Dunwoody Mayor Denny Shortal held his first town hall meeting Thursday. (Photo by Dyana Bagby)

Dunwoody Mayor Denny Shortal said he and council members would be lobbying their legislators to support a resolution to amend the Georgia Constitution to allow cities form their own school districts.

Shortal, speaking Thursday at his first town hall of the year to a standing room crowd at All Saints Catholic Church, said schools were a top priority for his administration.

“I’m going to be at the legislature shaking hands,” he said. “We want better schools for our children. If we’re going to talk about it, let’s do something about it.”

State Rep. Tom Taylor (R-Dunwoody) first introduced House Resolution 4 in 2014 but has failed to garner the 120 votes needed in the House to pass a constitutional amendment.

Last year, HR 4 was just 12 votes shy of being passed out of the House, Shortal said. A proposed amendment to the state constitution must be approved by 2/3 of the House and Senate before going to the state’s voters; if successful in getting out of both chambers, the proposed amendments are to be voted on during general elections of even-numbered years.

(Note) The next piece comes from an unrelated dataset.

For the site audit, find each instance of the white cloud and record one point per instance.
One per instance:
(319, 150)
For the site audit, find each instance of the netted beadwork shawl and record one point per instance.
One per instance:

Residents of Dunwoody, and Shortal, have long supported schools independent of DeKalb County.

“Taking over public schools to me is a big thing,” he said.

Traffic concerns were raised and Shortal promised city officials were looking into ways to alleviate congestion, including working with Brookhaven and Sandy Springs on traffic light timing.

Anyone solving the city’s traffic problems will earn a seat on the back of a convertible and riding at the front of Fourth of July parade, Shortal said to laughs.

Brook Run was also discussed, albeit briefly. Shortal said he supports putting ball fields in the park, but also understands the concerns for those who want more green space.

“I think we can have trails and fields. It doesn’t have to be either-or, it can be both,” he said.

“As long as I’m around here, everything will be above the table,” Shortal told her.